Le gamin secoua la tête.
- Écoutez, monsieur le Terrien, vous n'avez pas l'air de comprendre. Je viens d'ailleurs, de très très loin...

« Ah, un idiot, un fou et étranger en plus ! » se dit Joe, examinant plus attentivement la peau dorée du gamin et se demandant si celle-ci ne cachait pas un teint basané. Puis, à voix haute, il déclara :
- Tiens, en v'là un d'représentant du gouvernement !


****

Quand une grosse main velue lui tapota sur l'épaule, le petit bonhomme ne se retourna pas, comme s'il savait déjà qui se tenait derrière lui, le CRS qui lui dit :
- Alors, on est perdu ?
- Perdu ? répéta le garçon. Mais comment pourrait-on se perdre dans un si petit système solaire ? D'ailleurs, ma... ma soucoupe volante, comme vous appelez ça je crois, est posée juste là-bas, de l'autre côté de la grande dune.
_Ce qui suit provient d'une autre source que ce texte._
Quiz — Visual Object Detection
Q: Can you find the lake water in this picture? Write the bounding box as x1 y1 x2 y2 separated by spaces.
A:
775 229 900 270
Le CRS haussa les sourcils.
- Soucoupe volante ? Hum, je vois !

D'un air entendu, il regarda Joe puis, se retournant vers le gamin, il déclara :
- Écoute, tu vas me suivre jusqu'...

Mais jamais il n'acheva sa phrase. Sous le coup de la surprise, il demeura bouche bée, les bras ballants : devant la buvette, plus personne ! Le petit bonhomme s'était volatilisé...

Pendant un moment, les deux hommes scrutèrent la plage à la recherche de la petite silhouette dorée. En vain. L'étrange enfant avait disparu ils ne savaient où ni comment.


****


- Bah, lâcha finalement le gendarme, sers-nous donc deux bières, Joe !

Et Joe posa deux canettes fraîches sur le comptoir.
- Rarement vu un gamin aussi cinglé, marmonna-t-il entre deux gorgées.

Le CRS acquiesça. Puis, tranquillement accoudés, ils sirotèrent leurs bières en silence. Le marchand de glaces et sodas augmenta le volume de la radio. Il y avait un nouveau flash d'actualités. Les hostilités, avaient démarré.
- Ça va mal, là-bas ! annonça le gendarme. Pour éviter une autre grande guerre, il nous faudrait quelqu'un d'exceptionnel ! Un genre de Jésus-Christ...
- Oui, ou un extraterrestre, répondit Joe.

Les deux bonshommes ricanèrent. Ils ricanaient encore quand, soudain, une espèce de déflagration retentit, quelque part de l'autre côté des dunes. Alors ils sursautèrent et tournèrent la tête. Ils avaient cessé de rire. Là-bas, soulevant des tourbillons de sable, quelque chose s'élevait par-dessus la plage, par-dessus les vagues. Les bronzeurs, les baigneurs, les surfeurs, tous s'étaient amassés et levaient les yeux, effarés, affolés. Dans le ciel, une sphère scintillante glissait, auréolée d'une nuée d'oiseaux marins. Puis, tel un chat gigantesque, l'étrange engin se mit à ronronner et, brusquement, fusa vers les étoiles, abandonnant dans son sillage une pluie d'étincelles.